SHE is known as ‘the most-kissed girl in the world’ after her face became the model for CPR dummies used by millions of people to practise first aid.
But the young woman missed out on the kiss of life when she drowned in the Seine in Paris in the late 19th century.
Researchers have now questioned the ethics of using her image.
The story of the Resusci Annie doll began when a pathologist performing an autopsy on the drowned woman was so entranced by her serene smile that he made a plaster death mask of her face.
Over the years, hundreds of copies of it were sold as trinkets across Europe.
And in 1956, when medics found mouth-to-mouth breathing could maintain blood oxygen levels in an unconscious victim, it gained a new purpose.
A member of the American Heart Association’s CPR (cardiopulmonary resuscitation) committee saw that students practising on one another risked causing rib fractures and pain.
So he approached doll maker Asmund Laerdal to create a realistic training model.
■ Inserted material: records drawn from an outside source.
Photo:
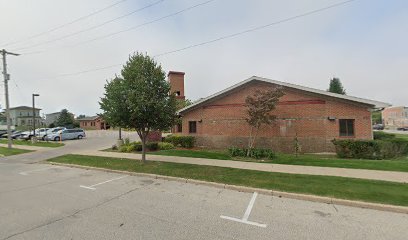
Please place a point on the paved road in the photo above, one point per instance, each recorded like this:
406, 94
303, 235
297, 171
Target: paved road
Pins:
401, 177
40, 201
Mr Laerdal remembered a mask on the wall of his grandparents’ house in Norway and decided to use that face.
Doctors Stephanie Loke and Sarah McKernon, of the University of Liverpool, said: ‘Resusci Annie has likely helped more than 500million people to train in CPR, saving around 2.5million lives.’
But the authors added death masks were ethically troubling and queried if it was right to use her face without consent.
The young woman is sometimes called L’Inconnue de la Seine (the unknown woman of the Seine) or the Mona Lisa of the Seine. Stories say she eloped to Paris from Liverpool, where she was either murdered or she took her own life.